The ruins glowed faintly under the fading blood moon, stones soaked in shadows. And there he was, waiting. As though he knew I could never stay away. Kaelen’s cloak was torn, his cheek split open from my father’s blade, but his stance held no weakness. When his eyes found mine, the air shifted.
“You shouldn’t have come,” he said, though his voice softened like he was relieved. “Then why are you here?” My words came sharper than I meant, but my heart betrayed me, thundering in my chest.
He stepped closer, slow, deliberate, as though testing the ground between us. “Because I knew you would.” I should have turned away. I should have left him bleeding in the shadows. Instead, I stayed, caught in the pull that no prophecy or curse could explain. “You fought my father,” I whispered. His jaw tightened.
“He left me no choice.” He would have killed you! And I would have taken him with me.The fire in his eyes dimmed into something else, something heavier. “But not before I saw you one more time.” The words landed like stones in my chest. I looked away quickly, my claws digging into the moss. “You don’t know me.” “I know enough.” His hand lifted, hesitant, then fell back to his side. “The moon doesn’t bind without reason.”
I wanted to tell him to stop, to leave, to vanish back into the shadows where he belonged. But the silence between us filled with something that was not hate, not even fear.
It was the same chain I had felt the first night, coiling tighter with every breath. Before I could answer, a rustle cut through the air. My ears twitched, my body tense. Kaelen stiffened too, his hand flashing to his blade. But it wasn’t an enemy. It was memory. My father’s voice, sharp and low, echoing in my head. The pact is broken. They cannot know.
I swallowed hard, the question clawing its way out before I could stop it. “Kaelen… what do you know about my father?” His gaze snapped to mine, guarded now, shadowed. “Why?” “I heard him. That night. He spoke of a pact. With your kind.” My throat tightened. “What does it mean?” Kaelen was silent for a long time, too long. The air grew heavy, pressing down on us both. Finally, he spoke, his words slow, careful. There are things he should have told you. My chest constricted. “Tell me.” His jaw clenched, his eyes flickering with something I couldn’t name.

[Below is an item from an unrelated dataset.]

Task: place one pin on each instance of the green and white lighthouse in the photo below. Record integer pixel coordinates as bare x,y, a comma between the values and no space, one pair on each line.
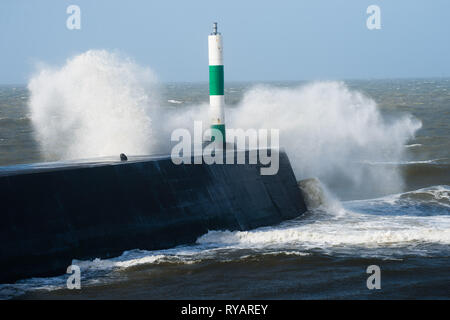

Not yet. If I say it now, it will destroy you and I don’t want to be a part of that. Anger flared hot in my veins, burning through the fear. Don’t speak to me in riddles. If there’s truth, I deserve it. Please! He stepped closer, close enough that the warmth of him clashed against his cold skin. His eyes searched mine, desperate, almost pleading. “You don’t understand. What he did—it’s bound to you. To who you are.” I froze.
The ground seemed to tilt under me. “To me?” my heart beating faster with anxiety. Before he could answer, a howl split the night. Not distant. Close. Too close. My blood iced. The pack. Kaelen’s eyes flashed crimson, sharp with urgency.
Go you can’t be found here with me. I can’t, I breathed, the weight of both worlds crushing me. “You must.” His hand caught mine for a fleeting heartbeat, cold against my burning skin. “Before the truth burns everything.” Then he slipped into the shadows, gone as if he had never been there. I stumbled back to camp, my body trembling, my mind a storm. The fire still burned, my father still stood like stone, but something in me had cracked.
When his gaze met mine across the flames, I saw it then—not just the Alpha, not just the blade. I saw the lie. The weight of it pressed down on him, on me, on the pack itself. And I knew one thing with a certainty that hollowed me to the bone. The prophecy wasn’t just about wolf and vampire. It was about me. And my father had known all along.